Même avant la pandémie de COVID-19, les médecins étaient incroyablement occupés. Ce serait un euphémisme de dire que leur vie est bien remplie. Que vous ayez un petit cabinet de médecine familiale comptant de plus en plus de patients ou une spécialisation exigeante, ou que vous fassiez de fréquents quarts de travail de 24 heures à votre hôpital local, vous avez peut-être peu de temps ou d’énergie pour planifier votre succession. Après tout, personne ne veut vraiment penser à la fin de sa vie. Toutefois, songer à la possibilité de léguer à vos proches une succession désordonnée qu’ils devront démêler vous fera peut-être changer d’avis.

Au cours de la Conférence des femmes canadiennes en médecine (CWIM) de l’année dernière, Gestion de patrimoine TD a sondé plus de 600 professionnels de la santé au sujet de leur préparation financière. Plus des deux tiers (67 %) ont déclaré avoir un plan successoral 1. Peu importe où vous vous situez dans le processus de planification successorale, que ce soit tout au début ou quelque part au milieu, il est important de vous assurer que votre plan est adapté à votre situation professionnelle et familiale particulière et qu’il n’entraînera aucune conséquence imprévue. La collaboration avec un conseiller ou une conseillère en gestion de patrimoine est une façon de le faire.

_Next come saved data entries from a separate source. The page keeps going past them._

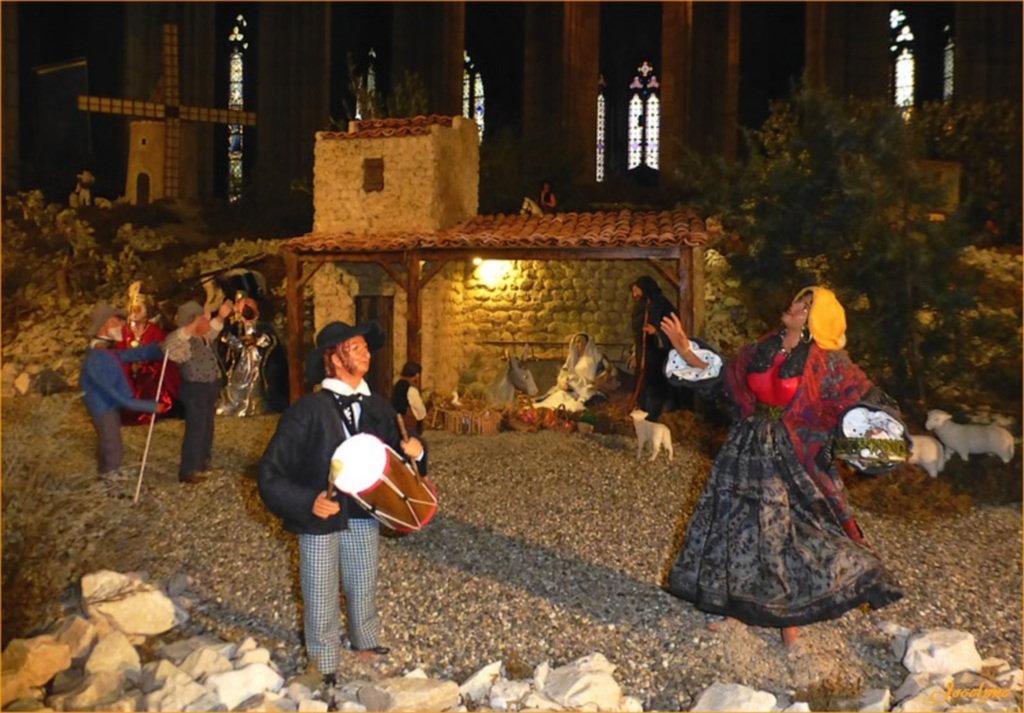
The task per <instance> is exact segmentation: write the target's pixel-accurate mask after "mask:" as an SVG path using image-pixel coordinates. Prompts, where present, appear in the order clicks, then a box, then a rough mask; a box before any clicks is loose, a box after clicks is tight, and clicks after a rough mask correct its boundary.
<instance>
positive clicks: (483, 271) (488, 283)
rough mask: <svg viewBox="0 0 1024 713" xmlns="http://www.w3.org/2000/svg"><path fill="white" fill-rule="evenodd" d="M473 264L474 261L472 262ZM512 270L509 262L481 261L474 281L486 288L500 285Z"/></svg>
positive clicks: (495, 261)
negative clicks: (502, 280)
mask: <svg viewBox="0 0 1024 713" xmlns="http://www.w3.org/2000/svg"><path fill="white" fill-rule="evenodd" d="M474 262H475V260H474ZM511 269H512V262H511V261H509V260H483V261H482V262H481V263H480V264H479V266H478V267H477V268H476V279H477V280H479V281H480V282H481V283H483V284H484V285H486V286H487V287H494V286H495V285H497V284H498V283H500V282H501V281H502V280H503V279H504V278H505V276H506V275H508V274H509V272H510V271H511Z"/></svg>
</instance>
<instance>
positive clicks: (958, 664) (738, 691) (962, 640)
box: [690, 622, 1024, 713]
mask: <svg viewBox="0 0 1024 713" xmlns="http://www.w3.org/2000/svg"><path fill="white" fill-rule="evenodd" d="M881 628H882V630H883V632H885V633H887V634H889V635H890V636H892V637H893V639H892V651H893V654H894V655H895V656H896V658H897V659H899V660H900V661H902V663H903V666H904V667H906V670H907V671H908V674H907V676H906V678H904V680H903V682H902V683H900V685H899V686H897V688H896V689H895V690H891V689H889V688H867V689H865V690H863V691H861V695H860V699H859V700H858V701H853V702H849V704H847V705H843V706H841V710H854V711H905V712H907V713H915V712H918V711H954V712H956V711H964V712H966V711H1019V710H1020V709H1021V691H1022V683H1024V671H1022V670H1021V669H1019V668H1018V669H1012V670H1011V668H1010V664H1009V663H1007V662H1006V661H1004V660H1002V659H994V658H990V659H982V658H981V656H980V655H979V654H978V649H977V648H976V646H975V640H974V636H973V635H972V634H970V633H968V632H966V631H957V630H955V629H928V630H921V631H912V630H910V629H907V628H905V627H902V626H900V625H898V624H895V623H893V622H886V623H884V624H883V625H882V627H881ZM798 645H799V644H798ZM690 710H691V711H737V712H743V713H746V712H754V711H782V712H785V713H792V712H795V711H809V710H810V707H809V706H808V705H807V704H806V703H803V702H797V703H793V704H786V703H785V701H784V700H783V701H782V702H781V703H779V699H777V698H776V696H775V695H774V694H771V693H768V691H766V690H757V689H755V688H752V687H750V686H745V685H740V684H737V683H721V682H716V683H714V684H713V685H711V686H709V687H708V688H707V689H705V690H703V693H701V694H700V695H699V696H698V697H697V699H696V701H695V702H694V704H693V706H692V707H691V708H690Z"/></svg>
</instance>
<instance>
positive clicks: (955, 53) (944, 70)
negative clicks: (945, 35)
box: [942, 25, 956, 101]
mask: <svg viewBox="0 0 1024 713" xmlns="http://www.w3.org/2000/svg"><path fill="white" fill-rule="evenodd" d="M945 33H946V46H945V47H943V48H942V100H943V101H946V100H947V99H951V98H952V97H953V62H954V57H955V55H956V52H955V46H954V45H953V36H952V33H951V32H950V30H949V26H948V25H947V26H946V27H945Z"/></svg>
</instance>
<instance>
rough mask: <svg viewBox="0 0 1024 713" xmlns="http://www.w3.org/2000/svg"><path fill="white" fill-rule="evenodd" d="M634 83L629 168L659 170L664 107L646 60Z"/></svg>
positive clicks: (651, 68) (657, 89) (655, 79)
mask: <svg viewBox="0 0 1024 713" xmlns="http://www.w3.org/2000/svg"><path fill="white" fill-rule="evenodd" d="M637 72H638V73H639V74H637V75H636V76H634V77H633V81H632V82H631V83H630V89H631V91H632V95H631V96H630V103H629V137H628V138H629V157H628V161H627V166H628V168H631V169H633V168H636V167H637V166H639V165H640V164H646V165H647V166H649V167H650V168H653V169H655V170H656V169H657V152H658V130H659V124H660V116H662V114H660V104H659V100H658V97H657V92H658V87H659V85H658V82H657V77H656V76H655V75H654V68H653V67H651V66H650V64H649V62H648V61H647V60H646V59H644V60H643V64H641V65H640V67H638V68H637Z"/></svg>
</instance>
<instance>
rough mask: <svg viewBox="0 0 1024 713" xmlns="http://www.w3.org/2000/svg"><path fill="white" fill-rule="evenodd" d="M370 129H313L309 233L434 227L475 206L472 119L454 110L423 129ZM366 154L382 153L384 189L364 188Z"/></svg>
mask: <svg viewBox="0 0 1024 713" xmlns="http://www.w3.org/2000/svg"><path fill="white" fill-rule="evenodd" d="M375 133H377V134H379V133H380V132H379V131H378V132H373V131H364V132H358V134H359V135H358V137H351V136H348V135H346V134H338V133H332V132H318V133H317V134H316V142H315V146H314V168H313V206H314V212H313V233H318V234H333V233H346V232H352V233H370V234H373V233H401V232H417V230H431V232H432V230H439V229H443V228H445V227H450V226H452V225H454V224H456V223H458V222H461V221H462V220H465V219H466V218H468V217H470V216H473V215H475V214H476V209H477V193H478V188H479V140H478V134H477V130H476V124H474V123H473V122H472V121H469V120H464V119H462V118H460V117H455V118H453V119H452V126H451V128H449V127H445V126H442V125H439V124H433V125H431V126H430V127H429V131H428V132H427V133H422V134H415V135H408V136H383V135H375ZM364 134H366V136H364ZM346 136H348V137H346ZM365 159H381V160H383V163H384V187H383V190H381V191H370V192H368V191H365V190H364V160H365Z"/></svg>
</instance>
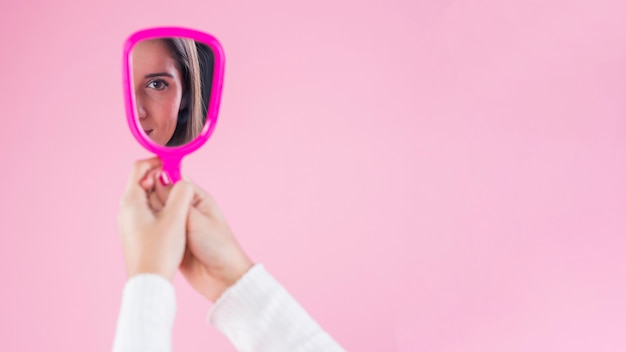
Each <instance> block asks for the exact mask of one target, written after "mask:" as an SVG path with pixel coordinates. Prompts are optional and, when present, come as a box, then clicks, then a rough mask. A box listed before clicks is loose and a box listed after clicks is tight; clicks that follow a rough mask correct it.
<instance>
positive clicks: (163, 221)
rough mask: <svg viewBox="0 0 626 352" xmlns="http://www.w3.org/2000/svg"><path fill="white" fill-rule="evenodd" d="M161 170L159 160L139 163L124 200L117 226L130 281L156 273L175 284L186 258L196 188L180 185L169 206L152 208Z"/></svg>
mask: <svg viewBox="0 0 626 352" xmlns="http://www.w3.org/2000/svg"><path fill="white" fill-rule="evenodd" d="M160 167H161V162H160V160H159V159H158V158H152V159H148V160H143V161H138V162H137V163H135V165H134V168H133V171H132V173H131V175H130V178H129V180H128V185H127V187H126V191H125V193H124V196H123V197H122V201H121V206H120V212H119V214H118V218H117V222H118V225H119V229H120V234H121V238H122V245H123V247H124V257H125V261H126V272H127V274H128V277H129V278H130V277H133V276H135V275H138V274H144V273H153V274H158V275H161V276H163V277H165V278H166V279H168V280H170V281H171V280H172V279H173V278H174V274H175V273H176V270H177V269H178V267H179V265H180V263H181V262H182V260H183V255H184V254H185V241H186V237H185V225H186V221H187V217H188V215H189V209H190V208H191V203H192V199H193V197H194V187H193V186H192V185H191V184H189V183H187V182H178V183H176V185H175V186H174V187H171V190H170V192H169V198H168V202H167V204H166V205H164V206H163V207H161V208H159V209H153V208H151V207H150V204H151V203H152V201H151V200H150V199H154V198H155V186H156V184H157V183H158V182H154V179H156V177H157V175H158V172H159V171H160Z"/></svg>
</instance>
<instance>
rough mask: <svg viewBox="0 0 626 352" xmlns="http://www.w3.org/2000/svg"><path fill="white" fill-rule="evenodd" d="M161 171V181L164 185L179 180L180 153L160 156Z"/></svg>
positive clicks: (179, 174)
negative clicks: (161, 169) (179, 154)
mask: <svg viewBox="0 0 626 352" xmlns="http://www.w3.org/2000/svg"><path fill="white" fill-rule="evenodd" d="M160 158H161V164H162V165H163V172H162V173H161V182H162V183H163V184H164V185H170V184H175V183H176V182H178V181H180V180H181V176H180V161H181V159H182V156H180V155H168V156H160Z"/></svg>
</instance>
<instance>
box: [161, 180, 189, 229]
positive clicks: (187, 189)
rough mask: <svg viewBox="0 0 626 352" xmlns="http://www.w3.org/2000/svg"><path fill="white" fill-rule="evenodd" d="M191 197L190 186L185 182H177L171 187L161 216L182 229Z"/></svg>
mask: <svg viewBox="0 0 626 352" xmlns="http://www.w3.org/2000/svg"><path fill="white" fill-rule="evenodd" d="M193 195H194V189H193V186H192V185H190V184H189V183H187V182H185V181H179V182H177V183H176V184H175V185H174V186H173V187H172V190H171V191H170V194H169V197H168V199H167V202H166V203H165V206H164V207H163V209H162V210H161V212H160V214H161V216H162V217H165V218H167V219H168V221H171V222H173V225H174V226H183V227H184V226H185V223H186V221H187V214H188V212H189V208H190V207H191V200H192V198H193Z"/></svg>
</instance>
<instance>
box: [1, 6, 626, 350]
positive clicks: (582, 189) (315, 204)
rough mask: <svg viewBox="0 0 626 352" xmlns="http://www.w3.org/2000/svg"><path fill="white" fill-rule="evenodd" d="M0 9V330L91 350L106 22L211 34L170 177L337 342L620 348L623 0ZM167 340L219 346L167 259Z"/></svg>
mask: <svg viewBox="0 0 626 352" xmlns="http://www.w3.org/2000/svg"><path fill="white" fill-rule="evenodd" d="M173 3H174V2H171V1H154V0H152V1H136V2H133V3H132V4H126V1H121V0H118V1H101V2H91V3H89V2H86V1H73V2H70V1H62V0H58V1H50V2H47V1H38V2H33V1H30V2H29V1H20V2H18V1H11V2H6V1H4V2H2V4H0V19H1V20H0V39H1V43H2V45H3V50H2V56H1V57H2V59H1V60H2V61H1V65H0V77H2V85H1V86H0V99H1V104H0V107H1V112H0V114H1V118H2V121H3V123H4V127H3V128H1V129H0V161H1V163H2V176H1V177H2V179H1V181H2V185H3V186H4V187H3V190H2V192H1V194H2V198H1V200H2V201H1V202H0V224H1V226H2V227H1V228H0V233H1V234H2V239H3V241H2V245H1V246H0V248H1V249H0V277H1V278H2V282H3V283H2V289H1V290H0V298H1V299H0V341H1V344H2V346H1V349H2V350H7V351H17V350H20V351H44V350H56V351H105V350H109V349H110V348H111V343H112V338H113V333H114V329H115V323H116V319H117V314H118V309H119V303H120V299H121V290H122V287H123V284H124V280H125V274H124V270H123V258H122V252H121V246H120V241H119V238H118V232H117V226H116V222H115V217H116V214H117V211H118V204H119V198H120V195H121V192H122V190H123V187H124V183H125V181H126V178H127V175H128V173H129V171H130V167H131V165H132V163H133V161H134V160H136V159H139V158H144V157H147V156H149V154H148V153H147V152H145V151H144V150H142V149H141V148H140V146H139V145H138V144H137V143H136V142H135V141H134V140H133V138H132V136H131V134H130V132H129V130H128V128H127V125H126V120H125V115H124V105H123V97H122V85H121V52H122V44H123V42H124V40H125V39H126V37H127V36H128V35H129V34H130V33H131V32H133V31H135V30H137V29H141V28H145V27H150V26H159V25H178V26H186V27H191V28H195V29H199V30H203V31H207V32H209V33H211V34H213V35H215V36H216V37H218V38H219V39H220V40H221V41H222V44H223V45H224V48H225V52H226V59H227V61H226V76H225V77H226V80H225V89H224V96H223V101H222V109H221V114H220V121H219V123H218V126H217V129H216V131H215V134H214V136H213V138H212V139H211V140H210V141H209V143H208V144H207V145H205V146H204V147H203V148H202V149H200V150H199V151H197V152H196V153H194V154H193V155H191V156H190V157H188V158H187V159H185V160H184V162H183V163H184V164H183V172H185V173H186V174H188V175H189V176H191V177H192V178H194V179H195V180H196V181H197V182H199V183H200V184H202V185H203V186H204V187H205V188H207V189H209V190H210V191H211V192H212V193H213V194H214V195H215V197H216V198H217V199H218V201H219V203H220V205H221V207H222V208H223V211H224V212H225V214H227V217H228V218H229V221H230V223H231V225H232V227H233V229H234V230H235V232H236V234H237V236H238V238H239V239H240V241H241V243H242V244H243V245H244V247H245V248H246V250H247V251H248V252H249V253H250V255H251V256H252V257H253V258H254V260H256V261H258V262H263V263H265V265H266V266H267V267H268V269H269V270H270V271H271V272H272V273H273V274H274V275H275V276H276V277H277V278H278V279H279V280H280V281H281V282H282V283H283V284H284V285H285V286H286V287H287V288H288V289H289V290H290V291H291V292H292V293H293V294H294V295H295V296H296V297H297V299H298V300H299V301H300V302H301V303H302V304H303V305H304V307H305V308H306V309H307V310H308V311H309V312H310V313H311V314H312V315H313V316H314V317H315V318H316V319H317V320H318V322H319V323H320V324H321V325H322V326H323V327H325V328H326V329H327V330H328V331H329V332H330V333H331V334H332V335H333V336H334V337H335V338H336V339H337V340H338V341H339V342H340V343H341V344H342V345H344V346H345V347H346V348H347V349H348V350H353V351H393V350H397V351H511V352H515V351H624V350H626V301H625V300H626V260H625V259H624V252H626V237H625V235H626V216H625V214H624V213H625V211H626V187H625V186H624V183H625V180H626V158H625V152H626V117H625V116H626V99H624V96H625V94H626V93H625V92H626V3H625V2H624V1H623V0H586V1H583V0H579V1H572V0H567V1H565V0H563V1H554V0H551V1H545V0H541V1H539V0H536V1H535V0H532V1H521V0H520V1H501V0H488V1H481V0H479V1H447V0H441V1H425V0H424V1H395V2H390V1H383V0H380V1H369V2H365V1H340V2H337V1H330V0H324V1H314V2H308V3H299V4H297V5H296V4H295V2H293V1H263V2H262V3H263V5H261V4H260V3H261V2H258V1H257V2H255V1H219V2H218V1H187V2H185V1H181V2H180V3H181V5H173ZM175 284H176V288H177V294H178V302H179V303H178V307H179V308H178V315H177V318H176V319H177V320H176V326H175V331H174V339H175V341H174V347H175V350H177V351H201V350H202V351H231V350H233V348H232V347H231V346H230V343H229V342H228V341H227V340H226V339H225V338H224V337H223V336H221V335H220V334H219V333H218V332H216V331H215V329H214V328H212V327H210V326H208V325H207V324H206V323H205V320H204V319H205V314H206V312H207V310H208V308H209V306H210V305H209V303H208V302H205V301H203V299H201V298H200V296H199V295H198V294H196V293H195V292H194V291H192V289H191V288H190V287H189V286H188V285H187V284H186V283H185V282H184V280H182V278H181V277H178V278H177V279H176V281H175Z"/></svg>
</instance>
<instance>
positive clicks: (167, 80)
mask: <svg viewBox="0 0 626 352" xmlns="http://www.w3.org/2000/svg"><path fill="white" fill-rule="evenodd" d="M132 63H133V64H132V70H133V86H134V89H135V99H136V103H137V115H138V118H139V123H140V125H141V128H142V129H143V131H144V132H145V133H146V134H147V135H148V136H149V137H150V139H152V141H154V142H155V143H157V144H159V145H166V144H167V142H168V141H169V140H170V139H171V138H172V136H173V135H174V131H175V130H176V121H177V119H178V111H179V110H180V109H184V108H185V105H186V102H184V101H183V93H184V92H183V81H182V76H181V73H180V71H179V69H178V67H177V65H176V60H175V59H174V58H173V57H172V56H171V53H170V51H169V49H168V47H167V45H166V44H165V43H164V42H163V41H161V40H146V41H142V42H139V43H137V45H135V47H134V48H133V51H132Z"/></svg>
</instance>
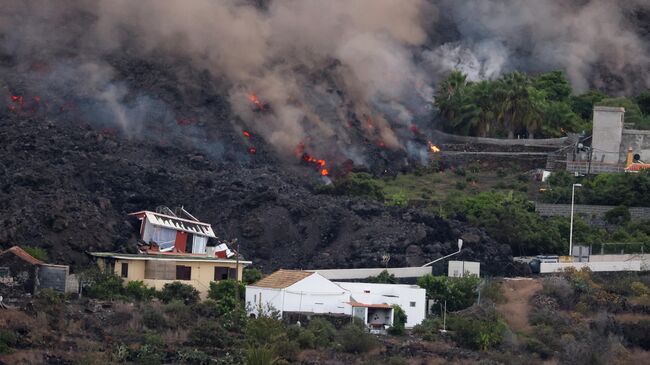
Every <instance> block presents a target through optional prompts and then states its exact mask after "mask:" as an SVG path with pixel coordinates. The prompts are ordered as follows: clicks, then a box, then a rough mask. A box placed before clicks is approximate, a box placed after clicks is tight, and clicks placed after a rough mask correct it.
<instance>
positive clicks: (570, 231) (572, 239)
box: [569, 184, 582, 261]
mask: <svg viewBox="0 0 650 365" xmlns="http://www.w3.org/2000/svg"><path fill="white" fill-rule="evenodd" d="M576 187H578V188H581V187H582V184H573V186H572V187H571V226H570V228H569V257H573V252H572V250H573V205H574V202H575V196H576ZM571 261H573V260H571Z"/></svg>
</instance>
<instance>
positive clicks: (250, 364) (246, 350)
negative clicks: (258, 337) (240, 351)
mask: <svg viewBox="0 0 650 365" xmlns="http://www.w3.org/2000/svg"><path fill="white" fill-rule="evenodd" d="M277 360H278V358H277V356H275V354H274V353H273V350H272V349H270V348H268V347H249V348H247V349H246V350H245V351H244V363H245V364H246V365H273V364H275V363H276V361H277Z"/></svg>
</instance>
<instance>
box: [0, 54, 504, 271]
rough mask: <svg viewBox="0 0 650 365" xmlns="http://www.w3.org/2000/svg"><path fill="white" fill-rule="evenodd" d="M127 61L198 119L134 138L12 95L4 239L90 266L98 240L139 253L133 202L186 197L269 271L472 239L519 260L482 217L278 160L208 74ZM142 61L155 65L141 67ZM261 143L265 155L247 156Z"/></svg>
mask: <svg viewBox="0 0 650 365" xmlns="http://www.w3.org/2000/svg"><path fill="white" fill-rule="evenodd" d="M128 67H129V70H130V71H132V73H130V74H128V75H124V77H125V79H129V78H130V79H131V80H130V82H133V83H138V84H137V85H135V86H137V87H139V88H147V91H148V92H149V93H153V94H157V95H158V96H159V97H160V98H161V99H164V100H169V101H170V103H171V104H172V105H174V106H176V107H178V108H179V110H182V109H190V110H191V111H192V113H193V114H192V118H193V120H194V121H193V122H191V123H193V124H190V123H189V122H188V123H187V124H185V123H184V122H180V123H176V122H175V121H174V123H171V124H170V125H169V126H167V128H168V129H167V130H166V134H164V136H163V137H164V138H167V140H161V138H163V137H161V136H160V135H157V134H156V133H154V132H152V133H149V134H143V135H141V136H139V137H137V138H135V137H134V138H129V137H128V136H126V135H123V134H121V133H119V132H117V131H115V130H114V129H111V128H108V127H106V128H100V127H98V126H97V125H93V124H92V123H90V122H88V121H85V120H82V119H80V117H79V115H81V113H80V112H79V111H78V110H79V109H80V108H82V107H80V106H78V105H73V104H69V106H68V107H67V109H66V107H64V106H59V105H58V104H57V107H56V108H54V107H53V105H54V104H52V105H47V106H45V103H46V102H47V100H45V97H43V96H40V95H29V94H27V93H25V94H20V97H21V98H22V99H21V100H18V99H17V98H13V99H12V98H9V100H7V102H8V105H7V106H6V107H12V111H11V112H9V113H3V115H2V116H1V117H0V141H2V144H1V147H0V148H1V149H2V150H1V153H0V156H1V160H0V186H1V187H2V188H1V190H0V217H1V219H0V232H1V233H0V243H1V244H2V246H3V247H7V246H9V245H12V244H21V245H32V246H40V247H43V248H46V249H47V250H48V252H49V254H50V257H51V259H52V261H54V262H65V263H75V264H83V263H86V262H87V260H88V257H87V256H86V254H85V252H87V251H93V250H100V251H108V250H117V251H123V252H133V251H134V250H135V244H136V239H137V236H136V235H137V231H138V221H137V220H135V219H133V218H130V217H128V216H127V213H129V212H134V211H137V210H141V209H153V208H155V207H156V206H159V205H168V206H176V205H184V206H185V207H186V208H187V209H188V210H189V211H191V212H192V213H193V214H195V215H196V216H198V217H199V218H201V219H202V220H204V221H207V222H211V223H213V224H214V226H215V230H216V232H217V235H218V236H219V237H220V238H224V239H232V238H238V239H239V241H240V243H241V250H242V252H243V254H244V255H245V256H246V257H247V258H248V259H252V260H253V262H254V263H255V265H259V266H260V267H262V268H263V269H264V270H266V271H269V270H273V269H276V268H279V267H284V268H318V267H363V266H377V265H380V260H381V255H382V254H384V253H388V254H390V256H391V259H390V265H391V266H399V265H421V264H423V263H424V262H425V260H428V259H434V258H436V257H440V256H442V255H444V254H448V253H451V252H453V251H455V250H456V243H455V242H456V239H457V238H458V237H461V236H462V237H463V238H464V239H465V242H466V246H465V247H466V248H467V249H466V250H465V251H464V254H463V256H464V257H465V258H467V259H477V260H480V261H482V262H483V263H485V264H486V269H487V270H489V271H492V272H494V273H498V272H504V271H505V270H508V269H509V267H508V264H509V262H510V249H509V247H508V246H505V245H499V244H497V243H495V242H494V241H493V240H491V239H490V238H489V237H486V236H485V235H484V234H483V233H482V232H480V231H478V230H477V229H474V228H472V227H467V226H463V225H462V224H460V223H458V222H453V221H451V222H449V221H444V220H442V219H440V218H437V217H434V216H432V215H429V214H425V213H422V212H417V211H409V210H403V209H399V208H389V207H385V206H383V205H381V204H379V203H375V202H370V201H364V200H360V199H357V198H346V197H333V196H329V195H319V194H316V193H315V192H314V189H315V187H316V186H319V185H322V184H324V180H322V179H323V178H322V176H321V174H320V173H319V172H318V171H316V170H315V169H314V167H313V166H312V165H310V164H308V163H306V162H304V163H303V164H302V165H301V164H294V165H291V164H289V165H287V164H283V163H279V162H278V161H276V160H275V159H274V158H273V157H271V156H270V155H269V154H266V153H265V149H266V148H265V145H264V143H263V141H261V140H256V138H255V136H254V135H252V136H251V137H246V136H242V135H241V132H240V131H239V130H238V128H237V127H236V126H233V125H232V124H230V123H229V120H230V119H229V114H228V109H227V107H225V106H223V105H225V104H222V103H220V101H219V99H218V94H215V95H211V92H212V90H211V89H210V87H209V86H202V84H201V81H200V80H201V77H200V75H197V76H196V79H195V80H196V83H195V84H182V85H179V84H177V83H176V82H175V80H173V79H170V78H171V76H168V75H165V74H164V72H163V71H161V70H163V69H164V68H165V67H163V65H155V64H146V65H145V64H141V63H140V64H138V63H136V62H135V61H130V63H129V66H128ZM140 69H143V70H146V72H142V73H138V72H135V73H133V71H134V70H135V71H137V70H140ZM138 77H142V78H143V80H138ZM168 77H169V78H168ZM18 85H19V83H18ZM11 86H13V85H11ZM14 96H16V95H14ZM210 98H213V99H210ZM194 103H196V104H198V105H197V106H195V105H194ZM188 104H189V106H188ZM61 105H63V104H61ZM211 106H212V107H211ZM220 106H222V107H220ZM202 121H206V122H202ZM199 123H200V124H199ZM186 130H189V132H185V131H186ZM174 131H176V133H172V132H174ZM185 133H187V134H185ZM217 133H218V134H220V135H219V140H220V141H225V142H223V143H221V145H219V146H218V148H219V150H220V152H219V153H216V152H214V151H212V150H210V149H206V148H205V147H201V148H193V147H192V146H191V143H190V142H192V141H196V135H197V134H205V135H210V134H217ZM188 135H189V136H190V137H191V138H190V137H188ZM206 138H207V137H206ZM252 145H255V146H256V147H255V148H256V149H257V152H256V153H255V154H250V153H247V150H248V148H250V146H252ZM241 151H244V152H243V155H244V156H245V158H243V157H242V152H241ZM334 178H336V177H334Z"/></svg>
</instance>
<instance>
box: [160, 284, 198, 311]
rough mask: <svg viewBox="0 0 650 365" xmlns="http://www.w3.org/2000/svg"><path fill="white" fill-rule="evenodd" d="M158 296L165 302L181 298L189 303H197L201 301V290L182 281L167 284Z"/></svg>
mask: <svg viewBox="0 0 650 365" xmlns="http://www.w3.org/2000/svg"><path fill="white" fill-rule="evenodd" d="M158 296H159V298H160V300H162V301H163V303H169V302H171V301H172V300H180V301H182V302H183V303H185V304H186V305H188V304H196V303H197V302H198V301H199V291H198V290H196V289H195V288H194V287H193V286H191V285H188V284H183V283H181V282H180V281H174V282H171V283H167V284H165V285H164V286H163V288H162V290H161V291H160V293H159V294H158Z"/></svg>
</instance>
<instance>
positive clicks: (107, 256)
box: [90, 252, 253, 265]
mask: <svg viewBox="0 0 650 365" xmlns="http://www.w3.org/2000/svg"><path fill="white" fill-rule="evenodd" d="M90 255H91V256H95V257H108V258H113V259H120V260H140V261H152V260H153V261H185V262H201V261H208V262H220V263H229V264H233V263H236V262H237V260H233V259H222V258H218V257H210V256H205V255H201V254H196V255H178V254H167V253H161V254H137V253H136V254H133V253H115V252H90ZM239 263H240V264H242V265H250V264H252V263H253V262H252V261H245V260H239Z"/></svg>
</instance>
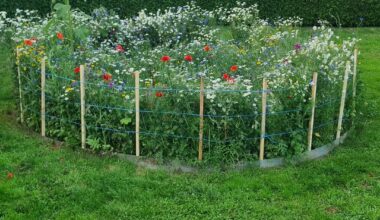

Pour examiner quelques aspects clés que les gens négligent souvent concernant leur plan successoral, nous avons parlé à Nicole Ewing, directrice, Planification fiscale et successorale, et à Julie Seberras, directrice principale, Soutien de la planification du patrimoine, toutes deux à Gestion de patrimoine TD.

« En prenant le temps de réfléchir à votre plan successoral dès maintenant et en demandant l’aide d’un conseiller ou d’une conseillère en gestion de patrimoine, vous éviterez de faire porter le fardeau d’une succession désorganisée à votre famille le moment venu », affirme Mme Seberras, qui a de l’expérience de travail auprès des professionnels de la santé.

Voici quelques erreurs et omissions importantes que les médecins devraient connaître, selon Mmes Ewing et Seberras.

No 1 – Documents manquants

D’après Mme Ewing, les gens pensent souvent aux testaments et aux procurations pour leur succession, mais ils oublient les autres documents importants qu’ils auraient intérêt à inclure. « Ils doivent penser à toute une série de documents et bien s’assurer qu’ils sont harmonisés entre eux », affirme Mme Ewing, en soulignant qu’on doit prendre en compte l’ensemble de sa vie tout au long du processus. « Cela signifie évidemment des documents relatifs à leur pratique et leur entreprise médicale, mais aussi à leur situation personnelle », affirme-t-elle.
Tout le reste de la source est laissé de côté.